So there's this basic retail strategy called cross-promotion: use one item to sell another item. The classic example is a sign next to the chips: "Have a Coke with your chips!" Sometimes they even put a rack of Coke next to the chips. Sometimes, they even design a fixture that holds both Coke and chips. So we've got cross-promotion through signage, through proximity or through physical merchandising. All valid, all done a million times.

But what I saw in Dominick's the other day goes beyond any cross-promo scheme I've ever seen. It was on a micro scale. Heinz is using its actual ketchup labels to sell Ore-Ida french fries.

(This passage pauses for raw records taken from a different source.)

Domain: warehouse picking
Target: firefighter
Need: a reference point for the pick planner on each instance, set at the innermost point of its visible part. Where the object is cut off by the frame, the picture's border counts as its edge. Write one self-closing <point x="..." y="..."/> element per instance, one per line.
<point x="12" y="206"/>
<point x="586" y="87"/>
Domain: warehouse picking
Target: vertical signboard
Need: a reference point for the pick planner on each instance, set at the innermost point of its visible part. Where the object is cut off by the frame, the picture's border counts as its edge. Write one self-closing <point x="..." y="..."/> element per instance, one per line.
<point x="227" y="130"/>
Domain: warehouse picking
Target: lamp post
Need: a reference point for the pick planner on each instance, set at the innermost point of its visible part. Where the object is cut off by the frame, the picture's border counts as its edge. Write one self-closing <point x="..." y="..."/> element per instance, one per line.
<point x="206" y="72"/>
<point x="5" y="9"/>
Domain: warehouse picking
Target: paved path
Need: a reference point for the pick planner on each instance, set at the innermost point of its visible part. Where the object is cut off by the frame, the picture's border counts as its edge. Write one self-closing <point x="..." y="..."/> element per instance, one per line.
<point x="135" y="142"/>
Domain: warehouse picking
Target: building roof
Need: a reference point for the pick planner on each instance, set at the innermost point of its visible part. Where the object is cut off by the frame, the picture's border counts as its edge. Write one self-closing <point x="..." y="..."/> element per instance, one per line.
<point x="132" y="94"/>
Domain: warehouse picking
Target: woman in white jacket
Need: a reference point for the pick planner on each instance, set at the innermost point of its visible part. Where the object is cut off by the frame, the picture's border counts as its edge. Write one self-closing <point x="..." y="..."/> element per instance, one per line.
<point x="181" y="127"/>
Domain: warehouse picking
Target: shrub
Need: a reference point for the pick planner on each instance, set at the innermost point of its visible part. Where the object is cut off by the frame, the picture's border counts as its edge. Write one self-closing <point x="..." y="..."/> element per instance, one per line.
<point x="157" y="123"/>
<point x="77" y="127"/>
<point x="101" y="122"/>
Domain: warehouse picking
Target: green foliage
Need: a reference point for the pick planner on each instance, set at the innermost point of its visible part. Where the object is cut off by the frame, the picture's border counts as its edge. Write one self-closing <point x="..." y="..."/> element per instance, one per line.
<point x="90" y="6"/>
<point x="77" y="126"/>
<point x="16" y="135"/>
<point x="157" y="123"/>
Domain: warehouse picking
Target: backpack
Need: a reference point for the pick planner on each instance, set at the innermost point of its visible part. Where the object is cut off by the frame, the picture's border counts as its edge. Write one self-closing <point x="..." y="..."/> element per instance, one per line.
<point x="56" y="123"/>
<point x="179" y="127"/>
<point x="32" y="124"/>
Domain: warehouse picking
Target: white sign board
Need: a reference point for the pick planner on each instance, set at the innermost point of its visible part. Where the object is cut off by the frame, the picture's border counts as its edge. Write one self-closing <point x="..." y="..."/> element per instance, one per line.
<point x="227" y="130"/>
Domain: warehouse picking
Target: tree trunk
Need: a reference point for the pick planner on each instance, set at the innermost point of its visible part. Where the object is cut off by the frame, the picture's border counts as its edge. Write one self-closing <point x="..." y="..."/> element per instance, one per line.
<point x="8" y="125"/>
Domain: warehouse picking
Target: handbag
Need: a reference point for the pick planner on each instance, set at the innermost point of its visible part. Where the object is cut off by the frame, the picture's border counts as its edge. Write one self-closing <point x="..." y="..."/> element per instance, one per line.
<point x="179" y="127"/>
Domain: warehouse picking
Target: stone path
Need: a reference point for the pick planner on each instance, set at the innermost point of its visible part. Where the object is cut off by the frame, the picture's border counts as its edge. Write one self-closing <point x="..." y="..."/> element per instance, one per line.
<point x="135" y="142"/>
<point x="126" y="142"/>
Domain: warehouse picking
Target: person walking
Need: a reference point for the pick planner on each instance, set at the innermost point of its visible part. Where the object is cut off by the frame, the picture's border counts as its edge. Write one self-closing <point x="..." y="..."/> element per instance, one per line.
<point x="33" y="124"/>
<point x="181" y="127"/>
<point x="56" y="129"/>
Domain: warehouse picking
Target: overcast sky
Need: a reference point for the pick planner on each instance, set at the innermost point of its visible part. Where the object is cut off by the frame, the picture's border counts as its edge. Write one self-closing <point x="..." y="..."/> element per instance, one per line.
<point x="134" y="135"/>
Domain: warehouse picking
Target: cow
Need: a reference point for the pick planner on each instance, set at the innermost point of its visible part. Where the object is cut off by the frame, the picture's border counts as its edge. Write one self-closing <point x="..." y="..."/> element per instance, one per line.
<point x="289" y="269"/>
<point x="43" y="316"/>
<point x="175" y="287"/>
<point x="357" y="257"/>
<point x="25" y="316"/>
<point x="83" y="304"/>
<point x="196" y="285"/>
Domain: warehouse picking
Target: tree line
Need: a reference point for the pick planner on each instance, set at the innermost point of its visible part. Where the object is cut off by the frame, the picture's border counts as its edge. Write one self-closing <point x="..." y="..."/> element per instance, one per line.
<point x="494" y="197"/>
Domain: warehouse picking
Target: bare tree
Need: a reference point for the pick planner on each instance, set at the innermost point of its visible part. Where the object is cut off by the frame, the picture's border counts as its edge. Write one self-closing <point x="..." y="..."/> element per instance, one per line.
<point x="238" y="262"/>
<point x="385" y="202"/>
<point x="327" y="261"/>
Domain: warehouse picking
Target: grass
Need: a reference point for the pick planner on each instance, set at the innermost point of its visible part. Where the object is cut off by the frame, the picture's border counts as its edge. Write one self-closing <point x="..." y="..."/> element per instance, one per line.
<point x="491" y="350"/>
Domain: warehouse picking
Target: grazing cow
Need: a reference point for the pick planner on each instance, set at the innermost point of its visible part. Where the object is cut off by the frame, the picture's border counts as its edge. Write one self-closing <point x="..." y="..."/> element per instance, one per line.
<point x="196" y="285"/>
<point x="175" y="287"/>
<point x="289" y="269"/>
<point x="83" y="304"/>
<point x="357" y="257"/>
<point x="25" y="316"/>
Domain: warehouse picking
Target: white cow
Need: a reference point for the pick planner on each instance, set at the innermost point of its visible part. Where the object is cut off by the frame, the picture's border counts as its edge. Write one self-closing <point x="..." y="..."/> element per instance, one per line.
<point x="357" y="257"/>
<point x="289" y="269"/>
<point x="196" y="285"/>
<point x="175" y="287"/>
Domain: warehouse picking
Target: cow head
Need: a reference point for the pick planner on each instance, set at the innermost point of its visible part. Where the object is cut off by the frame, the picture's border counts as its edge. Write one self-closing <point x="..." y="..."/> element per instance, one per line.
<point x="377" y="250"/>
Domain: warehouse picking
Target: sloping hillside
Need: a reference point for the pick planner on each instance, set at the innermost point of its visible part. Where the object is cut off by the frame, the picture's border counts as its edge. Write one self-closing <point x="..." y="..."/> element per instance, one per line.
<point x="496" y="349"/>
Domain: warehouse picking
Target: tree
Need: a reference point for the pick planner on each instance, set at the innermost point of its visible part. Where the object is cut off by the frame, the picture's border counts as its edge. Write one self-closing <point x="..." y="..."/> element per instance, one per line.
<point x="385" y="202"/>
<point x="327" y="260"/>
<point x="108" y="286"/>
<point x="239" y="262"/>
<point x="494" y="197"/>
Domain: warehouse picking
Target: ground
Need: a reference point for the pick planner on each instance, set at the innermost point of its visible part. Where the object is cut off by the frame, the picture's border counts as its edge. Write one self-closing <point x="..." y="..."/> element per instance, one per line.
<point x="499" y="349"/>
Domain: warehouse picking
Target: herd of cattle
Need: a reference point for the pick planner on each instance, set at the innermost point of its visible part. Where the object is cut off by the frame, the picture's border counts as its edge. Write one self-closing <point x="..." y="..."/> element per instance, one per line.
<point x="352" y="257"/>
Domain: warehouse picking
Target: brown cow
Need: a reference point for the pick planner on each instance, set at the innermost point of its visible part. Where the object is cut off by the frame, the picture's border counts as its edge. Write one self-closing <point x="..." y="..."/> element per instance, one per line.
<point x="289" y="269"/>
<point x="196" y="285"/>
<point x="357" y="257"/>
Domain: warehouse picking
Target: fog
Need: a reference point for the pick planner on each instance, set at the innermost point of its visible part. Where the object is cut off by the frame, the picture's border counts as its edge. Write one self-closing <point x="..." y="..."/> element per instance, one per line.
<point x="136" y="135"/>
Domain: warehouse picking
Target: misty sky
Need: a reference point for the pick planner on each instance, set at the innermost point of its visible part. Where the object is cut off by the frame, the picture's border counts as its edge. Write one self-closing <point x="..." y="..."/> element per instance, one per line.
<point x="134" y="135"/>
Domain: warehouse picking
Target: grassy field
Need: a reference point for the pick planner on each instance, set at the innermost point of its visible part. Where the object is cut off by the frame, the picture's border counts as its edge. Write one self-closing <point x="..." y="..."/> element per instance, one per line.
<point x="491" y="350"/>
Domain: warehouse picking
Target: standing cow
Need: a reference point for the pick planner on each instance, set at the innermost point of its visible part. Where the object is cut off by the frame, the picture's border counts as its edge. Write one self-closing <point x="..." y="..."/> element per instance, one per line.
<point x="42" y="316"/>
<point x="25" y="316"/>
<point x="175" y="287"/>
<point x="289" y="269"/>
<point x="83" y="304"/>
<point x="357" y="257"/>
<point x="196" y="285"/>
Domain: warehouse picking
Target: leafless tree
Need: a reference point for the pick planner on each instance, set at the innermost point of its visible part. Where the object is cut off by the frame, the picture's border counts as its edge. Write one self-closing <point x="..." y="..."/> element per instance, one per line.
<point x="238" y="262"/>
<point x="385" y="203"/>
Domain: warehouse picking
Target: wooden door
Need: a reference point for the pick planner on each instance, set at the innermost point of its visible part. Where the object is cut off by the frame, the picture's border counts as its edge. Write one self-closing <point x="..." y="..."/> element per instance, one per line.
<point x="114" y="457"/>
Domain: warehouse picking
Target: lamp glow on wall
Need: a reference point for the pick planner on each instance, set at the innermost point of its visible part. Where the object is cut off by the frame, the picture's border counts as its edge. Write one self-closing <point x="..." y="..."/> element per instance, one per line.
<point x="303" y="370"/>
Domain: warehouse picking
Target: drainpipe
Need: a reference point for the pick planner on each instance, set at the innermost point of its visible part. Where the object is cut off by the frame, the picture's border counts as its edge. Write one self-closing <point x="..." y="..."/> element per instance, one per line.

As I walk by the ketchup section, the Heinz bottles immediately catch my eye. On each bottle, where it usually says "Tomato Ketchup," it now says things about fries. Each one is funny, and each one is different. It says things like "What all the Ore-Ida fries are wearing" and "10 billion Ore-Ida fries can't be wrong." I also liked this one.

This is pretty exciting, because it takes in-store ads one step farther. The ketchup bottle is talking to me. And in a voice filled with personality, it's saying "Walk three aisles over to the frozen potatoes, and buy me a bag of fries." It made me aware of my location in the store, and what it would take to go get fries. I felt like the ketchup and the fries were friends! Like they wanted to be together! Powerful stuff, people.

Most interestingly, it made me consider the voice. I usually see signs in the voice of the store. If Dominick's wants to tell me "This pasta is half off," I'll listen. I trust the grocery store when it tells me about price. I trust the grocery store less, however, when it tells me about food. When Dominick's is like "Our fish is fresh!" I think, "Hmm. Really? Define fresh."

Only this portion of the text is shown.